Rabies is a viral infection transmitted in the saliva of infected mammals. The virus enters the central nervous system of the host, and without treatment is almost always fatal.
The purpose of the Howard County Health Department’s rabies surveillance program is to protect the public from the threat of rabies by way of accurate and timely reporting, recording, communication, and follow-up in response to bites sustained by humans from warm-blooded mammals.
Reporting: By law, all mammal to human bites must be reported as soon as possible after the incident has occurred. The majority of bite reports come from hospitals, clinics, police and sheriff’s departments, the local Humane Society, and schools. However, anyone can and should report a biting incident. To report an animal bite, call Joe Cross at the Howard County Health Department at 456-2406. If Mr. Cross is not in at the time that you call, please leave a clear message including addresses and phone numbers for the owner of the animal and the victim of the bite. Animal bites can also be reported in person at the Health Department office at 120 East Mulberry Street in Kokomo on the 2nd floor, Room 210, between the hours of 8 AM to 4 PM, Monday through Friday. The date of the bite must be included in the report.

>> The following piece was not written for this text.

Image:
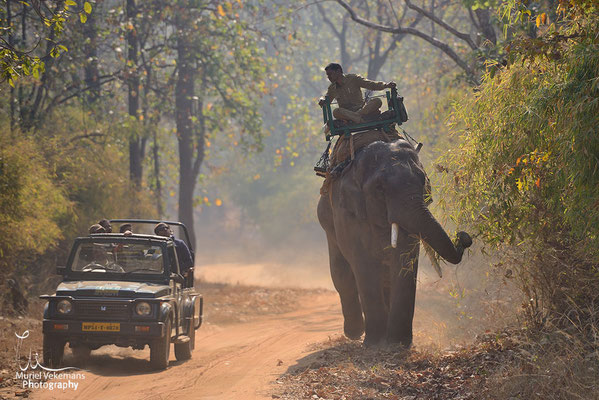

Ten-Day Confinement for Observation: Only dogs, cats, and ferrets can be confined for ten-day observation. The animal must be confined and observed for signs of illness for a period of ten days regardless of the animal’s vaccination status. Rabies vaccinations are highly effective for these animals but do not guarantee immunity against rabies. Pets can normally be confined and observed on their owner’s property provided that an effective means is in place to keep them confined, such as a fenced yard, sturdy leash or chain, or a building from which they cannot escape. If the owner does not have adequate means to contain the animal, they can contact a local animal boarding facility.
If the dog, cat, or ferret is a stray, then the victim’s family physician should be consulted and all circumstances considered regarding the necessity for rabies post-exposure treatment.
In rare cases, strict quarantine measures are necessary. For example, if a family pet is attacked by a wild animal, such as a raccoon or coyote, and the biting animal escapes, then strict isolation can be enforced in which the pet is kept from all contact with other animals or humans* for a period of three months, (*with the exception of the person caring for the animal’s basic needs.)
Wild Animals: If an animal is not a dog, cat, or ferret, or a domesticated farm animal, it is considered a wild animal. This is true regardless of whether the suspect animal is considered a pet by its owner. In wild animal bite cases, the individual species are considered before deciding whether to euthanize the animal for rabies testing.
Farm Animals: Horses, cattle, pigs, sheep or goats are to be considered on a case by case basis. Quarantine measures are usually a non-issue for animals such as these.
Status of Rabies in Indiana
Presently, rabies is very rare in Indiana. Now and then Howard County has had a bat test positive for the virus. In southern Indiana, there are occasional reports of a skunk or fox turning up positive. Nobody can be absolutely sure about when or where rabies will show up. Because the disease is so deadly, it is imperative that a well-documented rabies surveillance program be maintained.